Credential misuse is fueling a surge of breaches across industries. A recent report found that in retail alone, 58% of organizations have suffered incidents tied to compromised credentials. The average cost per incident is $6.27 million. These costs include:

• Immediate expenses of investigation, containment and remediation
• Long-term repercussions, such as regulatory penalties and class-action lawsuits
• Loss of intellectual property
• Decline in consumer trust and retention

The last point is critical. The same research reports a staggering 81% of consumers say they would stop doing business with a company after a breach involving their personal data. 

These breaches highlight a business continuity issue masquerading as a security concern. Failed authentication erodes trust, which is challenging to rebuild.

Why Identity Verification is the Help Desk’s First Line of Defense

Help desks are a prime target for identity-based attacks; yet, many organizations still rely on authentication, rather than identity verification. Verification methods based on shared secrets, like password resets, knowledge-based questions, and SMS-based MFA, collapse under social engineering. Attackers already have the answers, often gleaned from personal information easily gathered from public sources, data breaches, or internal leaks. 

Furthermore, those static, secret-driven controls can’t assess real-time risk or prove that the requester is who they claim to be. Unfortunately, under pressure, support agents often default to lenient verification, which can open the door to unauthorized access. 

An identity verification-first approach flips the script. By issuing cryptographic credentials tied to trusted endpoints and optional biometric checks, every reset request carries instant, context-aware proof of identity with no shared secrets required. 

Elevating identity verification as a foundational control locks down help desk workflows, slashes fraudulent resets and secures critical transactions in real time.

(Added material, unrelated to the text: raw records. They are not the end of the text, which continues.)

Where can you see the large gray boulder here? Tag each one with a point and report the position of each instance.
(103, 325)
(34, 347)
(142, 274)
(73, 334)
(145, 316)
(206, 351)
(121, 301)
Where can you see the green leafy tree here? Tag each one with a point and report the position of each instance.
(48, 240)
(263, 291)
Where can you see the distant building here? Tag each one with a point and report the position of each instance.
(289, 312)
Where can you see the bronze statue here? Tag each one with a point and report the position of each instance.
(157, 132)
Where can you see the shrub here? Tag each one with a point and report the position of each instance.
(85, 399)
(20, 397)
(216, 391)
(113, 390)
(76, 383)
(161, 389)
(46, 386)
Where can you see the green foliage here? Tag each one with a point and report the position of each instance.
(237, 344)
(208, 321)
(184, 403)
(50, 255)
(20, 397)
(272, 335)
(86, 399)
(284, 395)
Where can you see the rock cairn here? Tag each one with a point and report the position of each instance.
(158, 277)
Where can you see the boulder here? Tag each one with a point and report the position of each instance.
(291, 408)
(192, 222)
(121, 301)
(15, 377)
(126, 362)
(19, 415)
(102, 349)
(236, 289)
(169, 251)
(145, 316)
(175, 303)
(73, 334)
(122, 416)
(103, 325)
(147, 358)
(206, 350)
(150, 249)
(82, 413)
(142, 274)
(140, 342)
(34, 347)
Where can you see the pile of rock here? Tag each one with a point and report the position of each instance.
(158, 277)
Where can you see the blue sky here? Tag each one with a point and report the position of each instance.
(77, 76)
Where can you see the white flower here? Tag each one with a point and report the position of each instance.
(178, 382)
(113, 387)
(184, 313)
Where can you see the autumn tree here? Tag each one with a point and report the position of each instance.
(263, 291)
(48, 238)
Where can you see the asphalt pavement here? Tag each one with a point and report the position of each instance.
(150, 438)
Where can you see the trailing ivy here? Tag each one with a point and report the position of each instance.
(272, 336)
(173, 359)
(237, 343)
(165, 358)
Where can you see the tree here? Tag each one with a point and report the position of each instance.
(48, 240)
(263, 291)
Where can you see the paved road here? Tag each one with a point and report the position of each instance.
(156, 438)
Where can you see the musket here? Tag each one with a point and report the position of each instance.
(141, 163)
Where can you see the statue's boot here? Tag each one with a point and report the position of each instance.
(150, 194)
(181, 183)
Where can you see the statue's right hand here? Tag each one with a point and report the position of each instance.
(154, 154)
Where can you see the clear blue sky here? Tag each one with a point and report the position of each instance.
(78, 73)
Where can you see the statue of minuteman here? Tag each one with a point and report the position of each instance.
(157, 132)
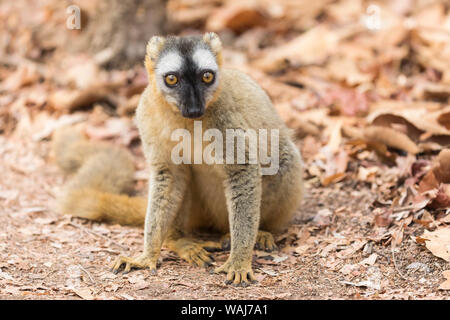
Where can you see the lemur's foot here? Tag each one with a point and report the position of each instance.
(140, 262)
(193, 251)
(264, 241)
(238, 274)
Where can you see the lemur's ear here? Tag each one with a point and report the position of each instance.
(154, 47)
(214, 42)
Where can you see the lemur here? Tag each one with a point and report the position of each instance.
(187, 83)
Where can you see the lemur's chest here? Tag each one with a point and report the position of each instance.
(209, 195)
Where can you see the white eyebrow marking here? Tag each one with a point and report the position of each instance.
(204, 59)
(170, 62)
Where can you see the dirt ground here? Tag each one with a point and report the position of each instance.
(44, 255)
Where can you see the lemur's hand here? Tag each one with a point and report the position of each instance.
(238, 274)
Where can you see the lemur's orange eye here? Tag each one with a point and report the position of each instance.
(208, 77)
(171, 79)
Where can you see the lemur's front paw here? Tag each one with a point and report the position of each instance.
(140, 262)
(237, 274)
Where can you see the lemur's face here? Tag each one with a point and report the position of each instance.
(187, 73)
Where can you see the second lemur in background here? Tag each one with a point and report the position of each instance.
(186, 83)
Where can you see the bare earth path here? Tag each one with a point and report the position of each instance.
(44, 255)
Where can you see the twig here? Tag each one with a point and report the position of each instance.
(395, 264)
(95, 234)
(87, 272)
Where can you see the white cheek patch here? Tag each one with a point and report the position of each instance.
(204, 59)
(170, 62)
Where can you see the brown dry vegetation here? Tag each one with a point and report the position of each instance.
(366, 87)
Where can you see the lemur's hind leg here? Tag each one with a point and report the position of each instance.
(264, 241)
(194, 251)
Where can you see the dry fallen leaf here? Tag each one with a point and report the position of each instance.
(446, 284)
(438, 242)
(85, 293)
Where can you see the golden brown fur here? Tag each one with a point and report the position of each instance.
(232, 198)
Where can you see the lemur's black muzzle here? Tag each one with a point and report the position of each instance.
(193, 103)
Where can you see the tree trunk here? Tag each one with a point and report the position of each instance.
(117, 31)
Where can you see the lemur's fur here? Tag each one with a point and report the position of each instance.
(229, 198)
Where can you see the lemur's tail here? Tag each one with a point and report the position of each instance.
(101, 183)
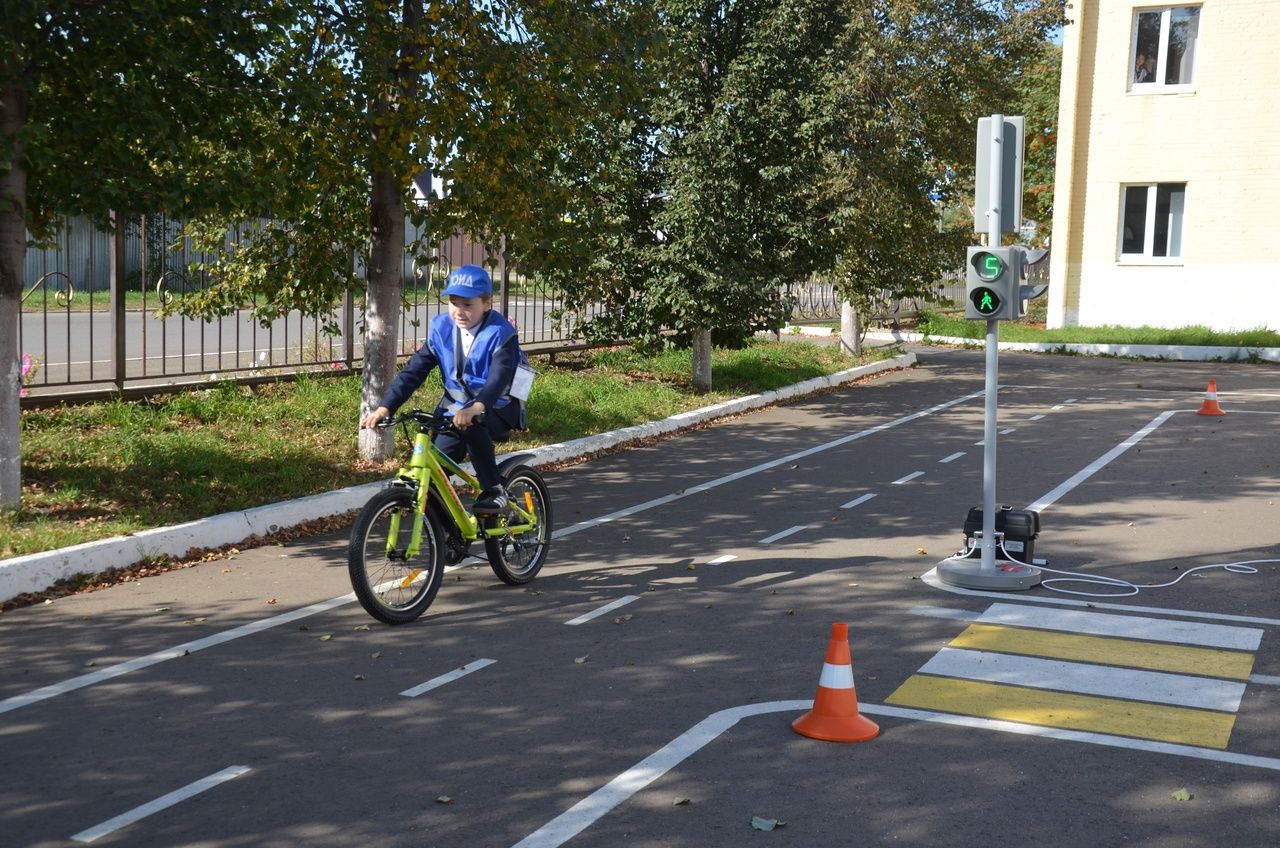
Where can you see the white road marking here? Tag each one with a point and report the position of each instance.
(163, 802)
(858, 501)
(435, 683)
(1109, 682)
(607, 607)
(1125, 627)
(1098, 464)
(784, 534)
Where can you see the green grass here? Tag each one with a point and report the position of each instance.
(105, 469)
(940, 326)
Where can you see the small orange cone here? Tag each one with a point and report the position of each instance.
(835, 709)
(1210, 405)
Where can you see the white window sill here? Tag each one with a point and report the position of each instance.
(1138, 259)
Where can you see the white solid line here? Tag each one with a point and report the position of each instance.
(858, 501)
(1082, 678)
(1127, 627)
(784, 533)
(945, 612)
(607, 607)
(931, 578)
(163, 802)
(435, 683)
(589, 810)
(1098, 464)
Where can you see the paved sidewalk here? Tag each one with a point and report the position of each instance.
(39, 571)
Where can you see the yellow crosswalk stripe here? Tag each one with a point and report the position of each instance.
(1211, 662)
(1182, 725)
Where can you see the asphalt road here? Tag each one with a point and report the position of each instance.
(264, 709)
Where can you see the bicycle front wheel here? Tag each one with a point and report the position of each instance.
(391, 583)
(517, 556)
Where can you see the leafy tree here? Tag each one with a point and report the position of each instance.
(371, 92)
(114, 106)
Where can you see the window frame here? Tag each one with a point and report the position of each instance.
(1150, 220)
(1159, 86)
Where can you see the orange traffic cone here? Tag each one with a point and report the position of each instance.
(1210, 405)
(835, 709)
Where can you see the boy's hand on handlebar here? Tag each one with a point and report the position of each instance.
(370, 420)
(467, 415)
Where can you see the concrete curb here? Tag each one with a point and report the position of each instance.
(39, 571)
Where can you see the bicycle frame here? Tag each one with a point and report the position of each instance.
(429, 468)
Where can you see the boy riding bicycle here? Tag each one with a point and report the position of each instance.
(478, 351)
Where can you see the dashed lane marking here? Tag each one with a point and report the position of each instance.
(435, 683)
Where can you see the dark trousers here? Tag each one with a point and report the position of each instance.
(478, 442)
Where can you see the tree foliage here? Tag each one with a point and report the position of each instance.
(115, 106)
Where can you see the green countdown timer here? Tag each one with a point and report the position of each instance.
(987, 265)
(984, 300)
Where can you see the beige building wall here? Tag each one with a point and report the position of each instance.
(1221, 137)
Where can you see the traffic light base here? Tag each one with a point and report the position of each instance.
(967, 573)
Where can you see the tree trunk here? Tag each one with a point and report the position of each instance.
(850, 329)
(703, 359)
(13, 251)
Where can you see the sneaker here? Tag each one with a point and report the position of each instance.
(490, 501)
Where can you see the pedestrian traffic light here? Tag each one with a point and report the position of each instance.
(990, 288)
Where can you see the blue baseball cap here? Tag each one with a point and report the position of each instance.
(467, 281)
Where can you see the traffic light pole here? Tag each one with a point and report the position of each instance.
(984, 573)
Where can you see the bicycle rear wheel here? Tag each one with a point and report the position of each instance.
(389, 584)
(516, 557)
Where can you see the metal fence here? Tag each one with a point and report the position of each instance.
(88, 323)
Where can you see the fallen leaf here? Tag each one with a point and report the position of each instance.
(766, 824)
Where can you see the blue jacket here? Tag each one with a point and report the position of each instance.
(484, 374)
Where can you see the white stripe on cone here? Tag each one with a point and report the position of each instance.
(836, 676)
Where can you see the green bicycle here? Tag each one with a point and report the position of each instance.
(411, 530)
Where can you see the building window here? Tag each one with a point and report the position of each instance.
(1164, 49)
(1151, 220)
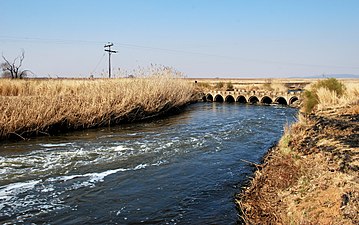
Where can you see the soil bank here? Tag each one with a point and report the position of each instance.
(311, 176)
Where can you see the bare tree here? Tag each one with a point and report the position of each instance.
(13, 70)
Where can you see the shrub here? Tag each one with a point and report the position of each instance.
(331, 84)
(311, 98)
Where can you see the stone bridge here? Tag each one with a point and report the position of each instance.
(253, 97)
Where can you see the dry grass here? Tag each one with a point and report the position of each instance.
(311, 177)
(46, 106)
(329, 99)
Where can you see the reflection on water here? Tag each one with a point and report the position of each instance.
(184, 169)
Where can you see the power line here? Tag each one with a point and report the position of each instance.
(98, 63)
(126, 45)
(108, 49)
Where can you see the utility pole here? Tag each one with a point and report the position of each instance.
(108, 49)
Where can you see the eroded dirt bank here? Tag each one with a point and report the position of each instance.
(311, 177)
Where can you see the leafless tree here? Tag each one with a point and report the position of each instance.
(13, 70)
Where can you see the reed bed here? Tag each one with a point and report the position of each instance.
(31, 107)
(330, 99)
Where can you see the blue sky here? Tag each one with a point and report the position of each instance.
(201, 38)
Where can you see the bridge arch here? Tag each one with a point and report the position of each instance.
(266, 100)
(241, 99)
(293, 99)
(209, 98)
(253, 100)
(218, 98)
(229, 98)
(281, 101)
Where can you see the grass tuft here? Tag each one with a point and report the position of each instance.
(47, 106)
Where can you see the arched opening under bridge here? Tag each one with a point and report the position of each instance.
(241, 99)
(266, 100)
(281, 101)
(230, 99)
(209, 98)
(253, 100)
(218, 98)
(293, 99)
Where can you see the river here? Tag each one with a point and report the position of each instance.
(184, 169)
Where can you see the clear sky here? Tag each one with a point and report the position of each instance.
(201, 38)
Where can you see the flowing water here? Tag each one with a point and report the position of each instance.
(184, 169)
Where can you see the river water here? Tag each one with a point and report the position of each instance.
(184, 169)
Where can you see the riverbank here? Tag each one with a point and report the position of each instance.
(311, 176)
(42, 107)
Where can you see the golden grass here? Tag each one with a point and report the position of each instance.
(311, 176)
(42, 106)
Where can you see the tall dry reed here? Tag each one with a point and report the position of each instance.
(29, 107)
(328, 99)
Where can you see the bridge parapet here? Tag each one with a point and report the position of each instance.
(260, 96)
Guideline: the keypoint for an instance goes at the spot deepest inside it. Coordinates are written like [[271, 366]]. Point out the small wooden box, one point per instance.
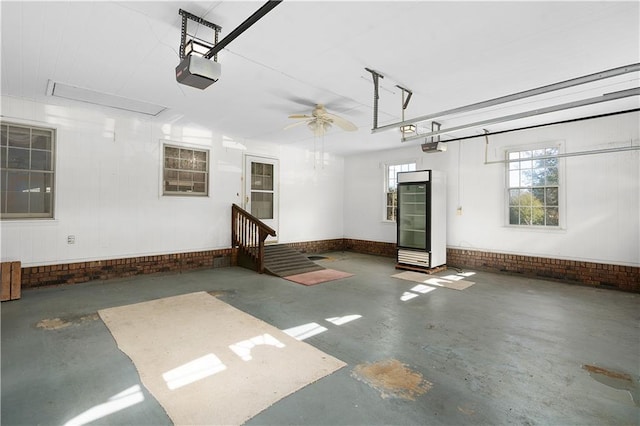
[[11, 275]]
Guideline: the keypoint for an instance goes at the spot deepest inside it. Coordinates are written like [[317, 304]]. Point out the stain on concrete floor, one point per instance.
[[59, 323], [616, 380], [392, 379]]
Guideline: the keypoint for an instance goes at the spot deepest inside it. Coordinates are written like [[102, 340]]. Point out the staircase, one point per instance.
[[282, 261]]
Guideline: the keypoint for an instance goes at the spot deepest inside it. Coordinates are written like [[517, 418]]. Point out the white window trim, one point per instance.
[[562, 205], [184, 145]]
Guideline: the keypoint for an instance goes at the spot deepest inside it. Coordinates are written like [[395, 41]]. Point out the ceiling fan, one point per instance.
[[320, 121]]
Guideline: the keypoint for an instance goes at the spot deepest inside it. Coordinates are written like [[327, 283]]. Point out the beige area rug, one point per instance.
[[419, 277], [317, 277], [208, 363]]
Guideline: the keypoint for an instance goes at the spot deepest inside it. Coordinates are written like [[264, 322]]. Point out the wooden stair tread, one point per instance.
[[283, 261]]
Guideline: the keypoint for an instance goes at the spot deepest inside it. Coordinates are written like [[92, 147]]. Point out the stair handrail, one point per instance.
[[248, 234]]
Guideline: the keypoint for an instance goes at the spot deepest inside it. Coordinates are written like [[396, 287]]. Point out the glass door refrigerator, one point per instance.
[[421, 220]]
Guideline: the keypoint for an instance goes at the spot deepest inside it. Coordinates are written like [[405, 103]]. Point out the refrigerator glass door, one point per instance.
[[412, 215]]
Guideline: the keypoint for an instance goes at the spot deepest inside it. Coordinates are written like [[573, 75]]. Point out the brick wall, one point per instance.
[[594, 274], [371, 247], [70, 273]]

It’s not an add-on but rather a critical element in stopping identity-based threats. 

What CISOs Can Do Now: Turn the Help Desk into a Strategic Asset

CISOs need to rethink the help desk. It’s not just a soft spot or a support channel. It’s a strategic asset in their zero trust strategy. With the right changes, the help desk becomes a powerful layer of defense. 

• Adopting phishing-resistant authentication. Move beyond passwords and static credentials. Use FIDO2 security keys, biometric verification, and methods that can’t be easily spoofed or stolen.
• Require access from registered, trusted devices to ensure only legitimate users are supported. 
• Eliminate shared secrets. Stop relying on information that can be guessed, stolen or socially engineered. 
• Enable real-time identity checks. Provide help desk teams with tools to quickly and securely confirm users’ presence and intent.

These steps empower frontline teams with the tools and training they need to protect the organization confidently, without unnecessary friction.

Elevating Help Desks to Identity Guardians

Traditionally, help desks are reactive troubleshooters that focus on resolving technical issues rather than safeguarding identity. Forward-looking organizations break down silos between IT, identity and security. They align these functions into a unified access strategy where every support interaction strengthens assurance.

For example, if a user is locked out, the help desk can trigger a biometric challenge or device-based verification. The user verifies their identity in real-time. No guesswork. No assumptions. Just proof. These efforts thwart impostors and streamline access for legitimate users, while reducing frustration and downtime and strengthening security.

Modern identity assurance transforms help desk agents into defenders who proactively detect anomalies and suspicious behavior, stopping breaches before they occur. This is the essential evolution for today’s help desk.